NEW YEAR REMINDER OF OLD FRIENDS. The cutest girl on Tennessee’s campus sent me a message, and that sent me back to Houston for her wedding a lifetime ago, and just about the wildest weekend I’ve ever spent. Extant.
Calvin picked me after work at my summer job. We drove to his parents’ house, parked his p.o.s. Volkswagen in the driveway, stole his father’s Lincoln Continental and drove all night to Galveston, about 75 miles of it in fog. We rented surfboards from a gas station and watched the sun come up trying to find a wave in still gray water.
That’s how the weekend began.
Three days later at three in the morning we were somewhere around Little Rock headed back to Memphis. KC was driving, Calvin was riding shotgun, and I was out cold in the back seat. All four of us were a wreck. The three college students and the Continental. The air conditioning had crapped out, the front end was smashed in from a lost battle in a Houston intersection, and it was smoking more than my pack-a-day habit at the time. KC was about five-six, maybe, and wearing a brand-new cowboy hat that was bigger than that.
That’s what the troopers saw – a smoking, smashed ship of a car with out-of-state plates, the windows down, and apparently being driven by a kid in a cowboy hat since that’s all they could see above the gunwale of the driver’s door.
They pulled us over and one approached down the driver’s side, the other down the passenger side, just as I woke up and sat bolt upright in the back seat, surprising both cops, and causing the one I was looking at to point a nickel-plated cannon right between my eyes and suggest that I not move. I didn’t, but a number of things inside of me did.

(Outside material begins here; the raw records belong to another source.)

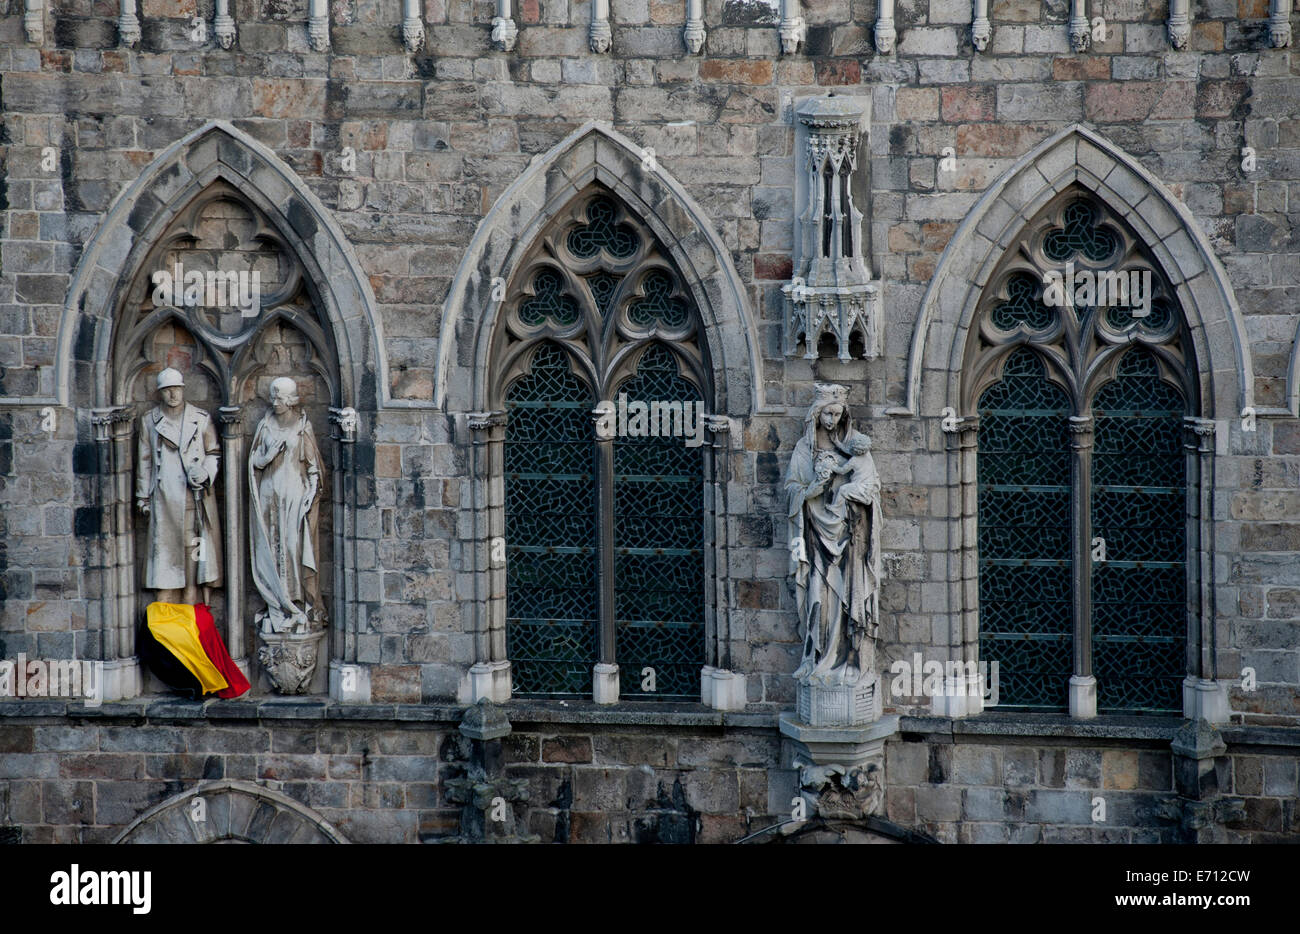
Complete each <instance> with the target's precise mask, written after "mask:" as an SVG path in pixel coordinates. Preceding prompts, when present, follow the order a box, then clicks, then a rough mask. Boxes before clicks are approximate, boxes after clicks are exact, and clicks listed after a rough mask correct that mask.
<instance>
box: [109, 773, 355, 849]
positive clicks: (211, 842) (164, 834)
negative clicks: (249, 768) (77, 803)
mask: <svg viewBox="0 0 1300 934" xmlns="http://www.w3.org/2000/svg"><path fill="white" fill-rule="evenodd" d="M195 801H203V804H201V808H203V810H204V814H203V818H204V820H201V821H199V820H195V817H194V813H195V810H194V809H195V807H200V805H195ZM347 842H348V840H347V838H344V836H343V834H341V833H339V831H338V829H337V827H334V825H331V823H330V822H329V821H326V820H325V818H324V817H321V816H320V814H317V813H316V812H315V810H312V809H311V808H308V807H305V805H303V804H299V803H298V801H295V800H294V799H291V797H290V796H289V795H285V794H282V792H278V791H274V790H272V788H268V787H265V786H261V784H253V783H252V782H234V781H222V782H201V783H200V784H198V786H195V787H194V788H191V790H188V791H182V792H181V794H179V795H173V796H172V797H169V799H166V800H165V801H161V803H160V804H156V805H153V807H152V808H149V809H148V810H146V812H144V813H143V814H140V816H139V817H136V818H135V820H134V821H131V822H130V823H129V825H127V826H126V829H125V830H122V833H121V834H118V835H117V838H116V839H114V840H113V843H347Z"/></svg>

We told them that we’d been to a wedding in Houston, that we were on our way home, and pointed out that the rented tuxes in the trunk would back up our story.

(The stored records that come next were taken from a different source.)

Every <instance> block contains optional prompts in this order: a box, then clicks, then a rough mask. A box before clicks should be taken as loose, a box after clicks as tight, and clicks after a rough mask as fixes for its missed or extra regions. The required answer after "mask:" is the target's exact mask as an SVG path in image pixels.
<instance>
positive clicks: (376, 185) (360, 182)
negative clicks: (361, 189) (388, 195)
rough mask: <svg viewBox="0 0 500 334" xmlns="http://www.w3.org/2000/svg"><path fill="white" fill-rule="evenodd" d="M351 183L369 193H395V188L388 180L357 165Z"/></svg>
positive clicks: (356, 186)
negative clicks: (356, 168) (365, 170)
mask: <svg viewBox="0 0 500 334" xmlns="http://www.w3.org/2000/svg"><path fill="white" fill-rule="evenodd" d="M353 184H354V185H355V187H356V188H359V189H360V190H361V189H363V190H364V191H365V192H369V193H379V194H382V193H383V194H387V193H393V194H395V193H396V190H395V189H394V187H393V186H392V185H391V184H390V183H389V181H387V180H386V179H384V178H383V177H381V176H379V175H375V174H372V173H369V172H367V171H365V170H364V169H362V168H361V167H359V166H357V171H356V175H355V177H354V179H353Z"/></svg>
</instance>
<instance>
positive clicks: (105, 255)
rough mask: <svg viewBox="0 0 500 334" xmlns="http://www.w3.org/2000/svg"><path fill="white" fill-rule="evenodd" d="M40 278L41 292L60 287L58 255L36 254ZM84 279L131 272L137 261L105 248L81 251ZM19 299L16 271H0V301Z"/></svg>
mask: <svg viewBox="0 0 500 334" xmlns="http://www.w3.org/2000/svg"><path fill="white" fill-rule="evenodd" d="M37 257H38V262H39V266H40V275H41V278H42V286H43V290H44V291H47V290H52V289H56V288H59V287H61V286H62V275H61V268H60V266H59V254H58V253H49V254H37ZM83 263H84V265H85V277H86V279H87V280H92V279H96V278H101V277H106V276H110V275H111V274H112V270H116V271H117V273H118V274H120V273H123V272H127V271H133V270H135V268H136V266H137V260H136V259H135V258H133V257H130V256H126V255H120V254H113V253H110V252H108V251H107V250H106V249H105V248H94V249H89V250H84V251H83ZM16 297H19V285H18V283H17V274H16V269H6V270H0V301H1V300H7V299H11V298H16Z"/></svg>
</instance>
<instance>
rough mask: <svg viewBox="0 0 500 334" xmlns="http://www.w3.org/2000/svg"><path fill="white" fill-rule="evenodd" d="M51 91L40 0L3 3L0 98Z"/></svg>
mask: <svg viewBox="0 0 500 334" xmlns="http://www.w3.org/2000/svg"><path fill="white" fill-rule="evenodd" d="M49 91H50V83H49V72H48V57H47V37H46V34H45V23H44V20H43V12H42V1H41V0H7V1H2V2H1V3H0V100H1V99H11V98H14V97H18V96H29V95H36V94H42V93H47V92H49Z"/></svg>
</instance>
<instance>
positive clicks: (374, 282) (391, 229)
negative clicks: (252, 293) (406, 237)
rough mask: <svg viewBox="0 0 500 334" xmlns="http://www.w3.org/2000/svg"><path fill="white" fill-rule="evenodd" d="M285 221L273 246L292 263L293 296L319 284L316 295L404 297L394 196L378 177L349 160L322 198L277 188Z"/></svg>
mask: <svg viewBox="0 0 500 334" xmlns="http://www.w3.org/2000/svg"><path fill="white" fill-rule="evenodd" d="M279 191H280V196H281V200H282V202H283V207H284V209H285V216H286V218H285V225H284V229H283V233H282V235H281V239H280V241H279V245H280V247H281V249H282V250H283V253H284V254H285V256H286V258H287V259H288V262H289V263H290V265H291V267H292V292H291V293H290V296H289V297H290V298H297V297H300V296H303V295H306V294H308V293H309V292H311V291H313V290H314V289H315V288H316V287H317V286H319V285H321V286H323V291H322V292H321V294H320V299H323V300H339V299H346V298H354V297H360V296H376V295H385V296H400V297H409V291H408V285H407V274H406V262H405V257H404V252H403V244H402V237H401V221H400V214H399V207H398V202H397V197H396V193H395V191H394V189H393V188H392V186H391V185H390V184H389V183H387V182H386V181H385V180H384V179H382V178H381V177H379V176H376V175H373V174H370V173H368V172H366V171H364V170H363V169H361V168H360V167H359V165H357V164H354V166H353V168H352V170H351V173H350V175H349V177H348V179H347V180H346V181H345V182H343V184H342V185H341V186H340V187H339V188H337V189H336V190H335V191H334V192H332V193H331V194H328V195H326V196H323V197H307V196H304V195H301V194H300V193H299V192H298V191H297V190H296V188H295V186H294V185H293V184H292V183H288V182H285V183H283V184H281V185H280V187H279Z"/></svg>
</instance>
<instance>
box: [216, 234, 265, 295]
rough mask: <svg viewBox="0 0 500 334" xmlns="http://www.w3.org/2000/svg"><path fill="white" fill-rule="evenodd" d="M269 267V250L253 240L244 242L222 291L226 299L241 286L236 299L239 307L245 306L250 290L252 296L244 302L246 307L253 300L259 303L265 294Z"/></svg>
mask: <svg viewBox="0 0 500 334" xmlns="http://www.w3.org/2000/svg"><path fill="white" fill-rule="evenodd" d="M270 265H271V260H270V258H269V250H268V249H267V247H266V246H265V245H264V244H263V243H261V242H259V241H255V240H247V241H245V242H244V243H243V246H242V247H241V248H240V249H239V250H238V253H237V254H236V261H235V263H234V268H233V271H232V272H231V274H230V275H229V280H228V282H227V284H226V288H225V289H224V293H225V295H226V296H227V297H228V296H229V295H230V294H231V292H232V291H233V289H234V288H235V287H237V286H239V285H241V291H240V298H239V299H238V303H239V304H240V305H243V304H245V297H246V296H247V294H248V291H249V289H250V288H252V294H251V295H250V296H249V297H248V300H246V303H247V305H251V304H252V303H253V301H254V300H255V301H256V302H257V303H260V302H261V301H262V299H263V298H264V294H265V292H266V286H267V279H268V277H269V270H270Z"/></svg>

“Open the trunk,” they said. “You can’t make us do that without a warrant,” KC the pre-law major said. “Shut the hell up,” Calvin and I said and opened the trunk.
They let us go, and that’s how the weekend ended.

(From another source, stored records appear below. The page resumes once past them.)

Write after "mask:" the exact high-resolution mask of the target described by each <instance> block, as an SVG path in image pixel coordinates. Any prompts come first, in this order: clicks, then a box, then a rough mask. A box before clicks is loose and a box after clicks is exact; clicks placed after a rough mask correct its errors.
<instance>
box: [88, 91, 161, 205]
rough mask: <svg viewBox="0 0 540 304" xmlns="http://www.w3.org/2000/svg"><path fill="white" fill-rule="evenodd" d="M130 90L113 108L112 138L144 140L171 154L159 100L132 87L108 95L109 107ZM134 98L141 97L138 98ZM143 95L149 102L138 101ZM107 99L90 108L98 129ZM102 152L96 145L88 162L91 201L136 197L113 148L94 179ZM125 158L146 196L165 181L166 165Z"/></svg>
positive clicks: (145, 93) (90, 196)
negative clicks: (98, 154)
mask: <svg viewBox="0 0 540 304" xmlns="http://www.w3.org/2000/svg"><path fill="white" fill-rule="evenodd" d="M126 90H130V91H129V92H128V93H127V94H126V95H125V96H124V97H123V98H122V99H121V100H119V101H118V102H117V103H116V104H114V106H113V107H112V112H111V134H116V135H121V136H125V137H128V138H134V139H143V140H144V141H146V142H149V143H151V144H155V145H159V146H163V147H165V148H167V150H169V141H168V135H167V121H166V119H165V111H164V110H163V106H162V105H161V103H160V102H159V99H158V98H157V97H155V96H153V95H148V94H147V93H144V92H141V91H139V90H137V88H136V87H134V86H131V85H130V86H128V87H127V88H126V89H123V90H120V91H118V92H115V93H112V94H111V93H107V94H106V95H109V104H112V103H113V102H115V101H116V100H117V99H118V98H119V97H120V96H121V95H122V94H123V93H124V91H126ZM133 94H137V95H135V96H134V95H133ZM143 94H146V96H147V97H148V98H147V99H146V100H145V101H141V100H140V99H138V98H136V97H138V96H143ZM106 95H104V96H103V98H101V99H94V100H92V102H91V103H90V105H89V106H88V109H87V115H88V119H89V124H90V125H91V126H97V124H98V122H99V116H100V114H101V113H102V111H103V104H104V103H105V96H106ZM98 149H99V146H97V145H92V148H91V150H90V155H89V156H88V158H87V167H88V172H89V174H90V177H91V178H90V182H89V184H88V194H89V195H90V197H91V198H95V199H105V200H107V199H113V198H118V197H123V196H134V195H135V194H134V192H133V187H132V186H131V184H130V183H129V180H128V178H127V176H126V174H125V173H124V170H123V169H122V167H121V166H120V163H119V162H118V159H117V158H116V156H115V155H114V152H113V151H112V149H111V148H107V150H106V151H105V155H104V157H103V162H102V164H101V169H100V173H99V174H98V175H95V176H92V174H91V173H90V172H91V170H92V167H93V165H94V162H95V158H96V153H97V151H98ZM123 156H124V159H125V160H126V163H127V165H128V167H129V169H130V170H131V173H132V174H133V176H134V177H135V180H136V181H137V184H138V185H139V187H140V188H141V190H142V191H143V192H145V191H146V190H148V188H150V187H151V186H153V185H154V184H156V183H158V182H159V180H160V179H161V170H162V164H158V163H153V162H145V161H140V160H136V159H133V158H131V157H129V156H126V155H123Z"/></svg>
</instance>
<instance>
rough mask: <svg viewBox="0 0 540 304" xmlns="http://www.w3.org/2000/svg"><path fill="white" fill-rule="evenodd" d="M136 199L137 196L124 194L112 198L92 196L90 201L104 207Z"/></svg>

Space and decorum prohibit a detailed description of what happened in between, but there was a wedding, the statutes have run on everything else, and some of those things – like the Chicken Ranch – have passed into legend.
In Charlene’s message, she told me she wanted to surprise her husband, Garner – fraternity brother of those in the Continental – with one of my books for Christmas. She included a little family news and ended with “we’re still madly in love and still having fun.”
It doesn’t get better than that.
I’m a Memphian, and I’d like to wish all of my friends, past and present, and all of you a Happy New Year, and some wild and happy memories of old ones.